By the end of the school year, all students should be able to:

■          Read, write, and identify percents less than 1 percent (such as 1/2 of a percent, or 0.005) and more than 100 percent (such as 230 percent, or 2.30). 

■          Solve problems that involve percents. For example, compute sales tax, simple interest, sale price, commissions, or tips.

■          Identify different pairs of angles: vertical angles (angles that are opposite each other where two lines intersect), supplementary angles (two angles that total 180 degrees), and complementary angles (two angles that total 90 degrees or a right angle).

■          Identify the angle pairs that occur when two parallel lines are intersected by a third line.

■          Determine the slope of a line—the steepness of a line on a graph, defined by the ratio of changes in vertical and horizontal distances between two points.

■          Solve equations and proportions to convert customary measurements to their metric equivalents. For example, 2 miles x 1.6 kilometers/mile = 3.2 kilometers.

■          Convert temperatures from Fahrenheit to Celsius and vice versa, C = 5/9(F – 32).

■          Add and subtract polynomials (expressions that contain one or more variables, such as x and y, and constants, such as whole numbers) and use only addition, subtraction, multiplication, and constant positive whole number exponents. For example, 2x2 + 3x + 4 is a polynomial.

■          Factor algebraic expressions. For example: x2+3x+2 = (x+2) (x+1).

■          Use mathematics to show and understand physical phenomena (such as constructing a scale model of your home), social phenomena (such as creating a budget for a summer vacation), and mathematical phenomena (such as graphing algebraic equations and then describing and contrasting the graph lines).

 

Learning at Home

Help your child make smart money choices. Talk about budgeting, planning how to spend limited resources, earning money, and strategies for saving for future wants and needs.
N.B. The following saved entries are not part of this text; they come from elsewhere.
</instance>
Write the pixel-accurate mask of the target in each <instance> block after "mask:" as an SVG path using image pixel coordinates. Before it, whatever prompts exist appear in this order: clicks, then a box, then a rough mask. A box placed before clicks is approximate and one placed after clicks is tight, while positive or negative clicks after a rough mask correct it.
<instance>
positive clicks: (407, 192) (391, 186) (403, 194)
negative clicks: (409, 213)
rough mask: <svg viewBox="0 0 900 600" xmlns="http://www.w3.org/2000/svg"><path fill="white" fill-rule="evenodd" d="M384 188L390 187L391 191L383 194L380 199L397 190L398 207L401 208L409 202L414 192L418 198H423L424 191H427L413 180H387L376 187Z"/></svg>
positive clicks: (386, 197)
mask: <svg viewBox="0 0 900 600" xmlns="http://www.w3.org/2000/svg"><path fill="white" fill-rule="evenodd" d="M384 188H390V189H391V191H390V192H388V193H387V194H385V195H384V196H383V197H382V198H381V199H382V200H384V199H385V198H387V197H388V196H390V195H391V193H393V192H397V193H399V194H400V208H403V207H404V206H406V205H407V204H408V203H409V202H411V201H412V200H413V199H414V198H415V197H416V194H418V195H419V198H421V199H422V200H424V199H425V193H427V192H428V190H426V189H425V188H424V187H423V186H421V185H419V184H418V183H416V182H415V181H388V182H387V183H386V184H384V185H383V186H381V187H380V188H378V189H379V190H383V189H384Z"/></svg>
Talk about the cost of credit and how tools like a checking account and a credit card can be both helpful and costly.

Mathworld Classroom offers clear definitions and demonstrations of concepts in pre-algebra, algebra, geometry, and other math disciplines on the Web at mathworld.wolfram.com/classroom.

Remind your child of all the jobs that involve mathematics—including more obvious careers, such as accountant and rocket scientist, as well as not-so-obvious choices, such as psychologist and racehorse trainer. Help your child find opportunities to explore those interests.

“On-Lion” for Kids, the New York Public Library’s Web site for young people, has great math and science games and explorations at kids.nypl.org/science/math.cfm, including homework help and Q&As on middle school math concepts and problems.